Measurement of prompt γ-ray spectrum for ²³⁵U(n_th,f)

Prompt fission γ-ray spectra (PFGS) are important as they allow us to study the structure and de-excitation process of neutron-rich fission fragments (FFs). They are also required as nuclear data to design new types of reactors, such as the Generation-IV reators. For spontaneous fission of ²⁵²Cf, the PFGS show broad structures at around γ-ray energy of 15 MeV, which was explained by incorporating the giant dipole resonance γ-ray emission. For neutron-induced fissions (n_th,f), however, no data are available in the energy range higher than 7 MeV. With a goal to measure the PFGS for ²³⁵U(n_th,f) up to energies of 20 MeV, we have developed a new measurement system.
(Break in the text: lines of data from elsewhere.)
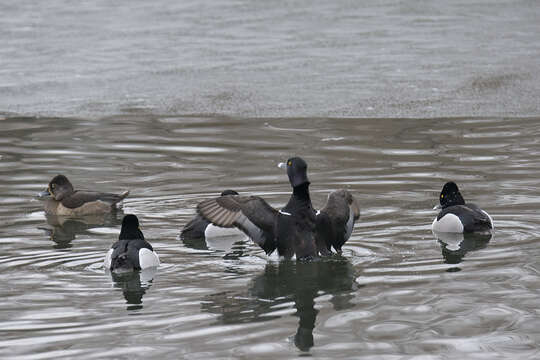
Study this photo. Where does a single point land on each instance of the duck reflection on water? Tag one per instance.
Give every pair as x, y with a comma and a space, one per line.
134, 285
285, 282
62, 230
455, 246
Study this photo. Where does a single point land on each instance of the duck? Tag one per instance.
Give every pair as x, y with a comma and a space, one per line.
131, 251
200, 228
456, 216
63, 200
295, 230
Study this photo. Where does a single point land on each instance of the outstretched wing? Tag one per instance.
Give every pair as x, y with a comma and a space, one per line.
79, 198
251, 214
336, 220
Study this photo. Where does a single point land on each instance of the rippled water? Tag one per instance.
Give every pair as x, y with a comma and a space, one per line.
397, 292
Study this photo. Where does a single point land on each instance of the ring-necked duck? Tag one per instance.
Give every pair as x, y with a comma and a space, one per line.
200, 228
131, 251
62, 199
457, 216
295, 229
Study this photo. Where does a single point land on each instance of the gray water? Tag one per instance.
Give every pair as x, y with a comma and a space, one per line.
397, 292
177, 101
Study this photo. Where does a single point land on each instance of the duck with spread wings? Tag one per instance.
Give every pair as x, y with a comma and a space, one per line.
297, 229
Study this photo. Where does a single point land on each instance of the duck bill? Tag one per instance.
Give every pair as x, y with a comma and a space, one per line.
44, 194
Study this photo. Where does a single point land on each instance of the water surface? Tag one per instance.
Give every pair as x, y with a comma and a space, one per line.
396, 292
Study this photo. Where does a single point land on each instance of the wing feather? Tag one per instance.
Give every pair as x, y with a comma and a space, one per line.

The system consists of two position-sensitive multi-wired proportional counters (MWPCs) to detect both FFs in coincidence, and two large volume LaBr₃(Ce) scintillators to measure the γ-rays in fission. The measurement has been carried out at the PF1B cold-neutron facility of the Institut Laue Langevin (ILL), Grenoble, France. Throughout the 437-hour run the total number of recorded γ rays in coincidence with FFs was reached to 1.7x10⁹. The obtained PFGS reached about 20 MeV, high enough to reveal the structure associated with the GDR of the FFs, for the first time in (n_th,f). The resulting PFGS do not follow the linearly decreasing trend as a function of γ-ray energy in logarithmic scale, but reveal the bump structures at about 4 MeV, 6 MeV, and 15 MeV. In this contribution, we will discuss the origins of the bump structures in comparison with the statistical Hauser-Freshbach model calculation.